父が夢に出てきたという事はもうそんな事気にしなくていいんだよ!ってお父様が言ってくれてるんじゃないかなぁ。
昨晩の夢に、何年か前に亡くなった父親が出てきた。
ニコニコと笑って立っていた父親を見て、私は泣いて過去の出来事を詫た。
父親が余命宣告がされた後、父親が定年を迎えたらやりたいと言っていたことを一通りさせてあげようということになった。
その時、父親がいつだったか一度見てみたいと言っていた、地元チームの試合を観に行った。
折角見るならば良い席が良いと思い、若かった私はボーナスを使って一番良い指定席を取った。
当日、その席に行くと周囲はチームカラー一色に染まっており、普通の服で行った私達はなんとも場違いだった。
試合が白熱するにつれて、周りは相手チームにブーイングして集中力を妨害したり、点が決まると立ち上がって雄叫びを上げ始めた。
この時、初めて指定席は見やすい席でもあり、熱狂的なファンがそれだけの金額を出しても応援しにくる席であることを痛感した。
「熱気がすごいね~」なんて呑気に話していると、斜め後ろの席の人から「もっと真剣に応援しろよ!」「ファンでもないくせにこんな席にいるな!」
「お前らのせいで本当は座りたいけど、座れないやつがいるんだぞ!」と罵られた。
その人がおもむろに始めた帰れコールが、私たちの周りの席に広がる。ほんの一部の席でのことだから、ほとんどの人は気づかなかったと思う。

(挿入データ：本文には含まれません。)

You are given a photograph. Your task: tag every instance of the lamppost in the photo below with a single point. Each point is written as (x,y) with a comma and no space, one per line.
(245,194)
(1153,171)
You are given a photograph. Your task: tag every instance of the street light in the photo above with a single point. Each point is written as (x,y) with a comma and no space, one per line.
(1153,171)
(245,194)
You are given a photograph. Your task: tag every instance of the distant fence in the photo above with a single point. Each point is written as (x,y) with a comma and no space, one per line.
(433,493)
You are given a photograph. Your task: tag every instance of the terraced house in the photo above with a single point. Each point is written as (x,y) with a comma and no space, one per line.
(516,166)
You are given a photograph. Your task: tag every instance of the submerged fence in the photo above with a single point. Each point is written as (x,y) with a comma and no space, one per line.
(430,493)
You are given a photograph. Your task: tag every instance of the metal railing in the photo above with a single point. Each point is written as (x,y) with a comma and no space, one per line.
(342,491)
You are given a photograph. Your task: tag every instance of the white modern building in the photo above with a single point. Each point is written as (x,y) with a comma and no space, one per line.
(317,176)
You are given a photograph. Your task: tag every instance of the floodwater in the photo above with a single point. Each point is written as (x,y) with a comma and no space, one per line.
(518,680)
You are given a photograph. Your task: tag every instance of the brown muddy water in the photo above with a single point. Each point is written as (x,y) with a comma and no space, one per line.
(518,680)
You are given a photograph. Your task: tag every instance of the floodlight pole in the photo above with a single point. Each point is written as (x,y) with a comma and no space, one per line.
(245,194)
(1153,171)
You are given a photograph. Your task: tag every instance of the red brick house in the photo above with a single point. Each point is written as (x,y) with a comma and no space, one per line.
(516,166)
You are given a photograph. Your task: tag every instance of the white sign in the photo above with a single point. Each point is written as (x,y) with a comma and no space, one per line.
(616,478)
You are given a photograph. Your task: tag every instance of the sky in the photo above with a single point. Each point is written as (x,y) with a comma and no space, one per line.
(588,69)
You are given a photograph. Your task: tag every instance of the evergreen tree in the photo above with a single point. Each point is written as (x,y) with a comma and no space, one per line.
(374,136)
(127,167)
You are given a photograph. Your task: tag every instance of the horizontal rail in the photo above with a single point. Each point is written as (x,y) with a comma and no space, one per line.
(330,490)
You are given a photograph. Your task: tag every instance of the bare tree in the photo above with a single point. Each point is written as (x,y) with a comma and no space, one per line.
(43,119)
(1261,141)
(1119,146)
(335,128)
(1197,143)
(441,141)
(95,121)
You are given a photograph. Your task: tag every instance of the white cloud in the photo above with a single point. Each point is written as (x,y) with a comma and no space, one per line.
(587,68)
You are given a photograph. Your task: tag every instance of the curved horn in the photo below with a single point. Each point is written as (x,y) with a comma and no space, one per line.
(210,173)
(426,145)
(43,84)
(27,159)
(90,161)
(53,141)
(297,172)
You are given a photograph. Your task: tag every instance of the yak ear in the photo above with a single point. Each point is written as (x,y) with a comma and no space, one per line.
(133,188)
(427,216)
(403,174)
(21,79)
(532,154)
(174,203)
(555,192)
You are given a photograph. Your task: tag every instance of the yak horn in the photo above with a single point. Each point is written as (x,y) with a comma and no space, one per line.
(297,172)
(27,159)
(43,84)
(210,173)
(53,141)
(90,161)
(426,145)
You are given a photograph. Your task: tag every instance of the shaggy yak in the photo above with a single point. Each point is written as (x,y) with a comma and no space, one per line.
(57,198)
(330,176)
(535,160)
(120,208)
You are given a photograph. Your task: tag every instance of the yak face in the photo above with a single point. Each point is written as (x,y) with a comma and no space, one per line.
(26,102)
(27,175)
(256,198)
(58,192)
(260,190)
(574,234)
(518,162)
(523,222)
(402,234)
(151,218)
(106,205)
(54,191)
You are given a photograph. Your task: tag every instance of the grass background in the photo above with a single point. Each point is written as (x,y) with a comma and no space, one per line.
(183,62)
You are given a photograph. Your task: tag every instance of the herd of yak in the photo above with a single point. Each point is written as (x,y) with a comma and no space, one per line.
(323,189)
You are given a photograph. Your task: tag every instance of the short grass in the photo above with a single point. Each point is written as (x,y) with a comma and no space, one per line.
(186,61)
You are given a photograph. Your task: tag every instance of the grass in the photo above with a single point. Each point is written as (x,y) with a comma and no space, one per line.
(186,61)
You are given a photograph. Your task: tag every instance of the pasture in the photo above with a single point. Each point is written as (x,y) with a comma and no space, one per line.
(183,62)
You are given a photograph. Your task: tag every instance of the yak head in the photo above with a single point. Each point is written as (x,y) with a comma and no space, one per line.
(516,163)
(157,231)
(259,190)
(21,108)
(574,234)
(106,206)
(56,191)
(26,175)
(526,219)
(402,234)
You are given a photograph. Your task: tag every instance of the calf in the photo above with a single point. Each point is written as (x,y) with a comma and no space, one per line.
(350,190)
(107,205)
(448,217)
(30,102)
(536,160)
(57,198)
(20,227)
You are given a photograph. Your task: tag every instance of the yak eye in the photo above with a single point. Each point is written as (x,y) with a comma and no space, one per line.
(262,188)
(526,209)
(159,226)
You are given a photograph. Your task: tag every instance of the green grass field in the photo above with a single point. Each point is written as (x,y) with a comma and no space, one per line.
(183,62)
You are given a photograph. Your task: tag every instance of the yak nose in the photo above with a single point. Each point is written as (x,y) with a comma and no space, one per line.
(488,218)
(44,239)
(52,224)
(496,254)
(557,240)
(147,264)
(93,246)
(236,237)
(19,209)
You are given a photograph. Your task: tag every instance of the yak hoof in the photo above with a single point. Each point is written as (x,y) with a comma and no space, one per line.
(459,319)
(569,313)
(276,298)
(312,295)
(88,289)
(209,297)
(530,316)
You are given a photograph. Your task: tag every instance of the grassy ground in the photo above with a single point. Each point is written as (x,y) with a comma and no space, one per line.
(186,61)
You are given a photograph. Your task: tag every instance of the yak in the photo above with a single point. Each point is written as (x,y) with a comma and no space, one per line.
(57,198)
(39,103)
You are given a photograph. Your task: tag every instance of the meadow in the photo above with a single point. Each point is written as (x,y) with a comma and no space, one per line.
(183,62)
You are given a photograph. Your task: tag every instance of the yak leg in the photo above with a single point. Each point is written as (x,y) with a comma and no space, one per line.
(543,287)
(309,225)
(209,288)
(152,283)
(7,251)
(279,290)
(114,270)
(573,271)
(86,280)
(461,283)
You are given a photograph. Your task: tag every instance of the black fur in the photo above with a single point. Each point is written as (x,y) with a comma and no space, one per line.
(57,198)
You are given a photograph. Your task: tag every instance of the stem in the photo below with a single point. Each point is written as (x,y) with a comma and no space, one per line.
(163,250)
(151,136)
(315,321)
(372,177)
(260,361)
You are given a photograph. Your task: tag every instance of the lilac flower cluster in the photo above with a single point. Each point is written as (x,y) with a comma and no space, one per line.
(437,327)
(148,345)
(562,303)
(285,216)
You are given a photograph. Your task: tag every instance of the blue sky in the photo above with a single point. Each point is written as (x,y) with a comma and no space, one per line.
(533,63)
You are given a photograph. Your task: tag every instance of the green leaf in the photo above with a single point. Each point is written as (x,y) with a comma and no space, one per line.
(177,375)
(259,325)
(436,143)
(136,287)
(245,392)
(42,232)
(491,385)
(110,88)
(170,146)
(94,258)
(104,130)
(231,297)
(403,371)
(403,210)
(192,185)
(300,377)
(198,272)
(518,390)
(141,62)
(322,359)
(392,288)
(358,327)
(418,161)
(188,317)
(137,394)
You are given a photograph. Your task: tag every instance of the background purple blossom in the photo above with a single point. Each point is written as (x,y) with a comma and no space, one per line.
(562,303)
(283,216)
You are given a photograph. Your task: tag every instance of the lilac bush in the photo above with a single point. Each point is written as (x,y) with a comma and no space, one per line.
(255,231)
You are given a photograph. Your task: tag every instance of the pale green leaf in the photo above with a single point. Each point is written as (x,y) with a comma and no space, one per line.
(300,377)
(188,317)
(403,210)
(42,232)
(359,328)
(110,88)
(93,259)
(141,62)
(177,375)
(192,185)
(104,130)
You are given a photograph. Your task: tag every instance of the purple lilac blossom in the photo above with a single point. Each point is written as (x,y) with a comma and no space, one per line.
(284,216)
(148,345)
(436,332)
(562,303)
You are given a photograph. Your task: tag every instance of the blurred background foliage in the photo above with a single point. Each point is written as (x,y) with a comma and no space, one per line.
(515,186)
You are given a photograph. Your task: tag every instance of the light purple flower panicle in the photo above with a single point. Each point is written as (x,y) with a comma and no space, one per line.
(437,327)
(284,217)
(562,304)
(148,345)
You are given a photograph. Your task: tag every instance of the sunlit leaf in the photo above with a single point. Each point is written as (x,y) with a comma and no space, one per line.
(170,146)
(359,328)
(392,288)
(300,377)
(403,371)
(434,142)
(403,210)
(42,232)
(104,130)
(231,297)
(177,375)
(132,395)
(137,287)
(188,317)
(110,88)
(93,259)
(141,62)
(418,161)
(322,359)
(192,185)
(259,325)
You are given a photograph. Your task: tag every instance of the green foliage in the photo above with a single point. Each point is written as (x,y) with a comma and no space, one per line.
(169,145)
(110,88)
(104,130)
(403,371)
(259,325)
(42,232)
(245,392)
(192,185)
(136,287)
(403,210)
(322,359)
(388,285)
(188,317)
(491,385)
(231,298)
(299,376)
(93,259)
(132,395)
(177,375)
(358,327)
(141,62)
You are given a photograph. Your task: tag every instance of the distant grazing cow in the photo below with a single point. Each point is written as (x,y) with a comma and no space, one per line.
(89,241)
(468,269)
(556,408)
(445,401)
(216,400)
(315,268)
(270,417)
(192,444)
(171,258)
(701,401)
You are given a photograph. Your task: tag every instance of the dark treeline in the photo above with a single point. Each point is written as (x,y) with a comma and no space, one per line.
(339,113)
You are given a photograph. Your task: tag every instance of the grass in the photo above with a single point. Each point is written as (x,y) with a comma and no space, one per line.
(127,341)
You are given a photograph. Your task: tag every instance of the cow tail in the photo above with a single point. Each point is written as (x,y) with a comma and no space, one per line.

みんながテンションが上り過ぎているのか、諌める人は誰もおらず、父親が「良いよ、帰ろう」と立ち上がって私の手を引いた。
私も立つと、勝ったと言わんばかりにわあっと歓声が上がった。
本当につらかった。
何十年ぶりに父親と手を繋いだ出来事がこれで、悲しくて悔しくて泣いた。
良い年した大人が人目も気にせず、子供みたいに嗚咽をこぼしながら泣いた。
父親は励ますように「いい試合だったな、結果は夕方のニュースで見ような」と言った。
それが私が個人的に父親に出来たことへの最期の出来事だった。
あとは家族旅行に行ったり、家族単位では色々したが、私ができたのはこれが最期だった。
夢の中で詫たが、父親はニコニコしているだけだった。
父親は許してくれているだろうか。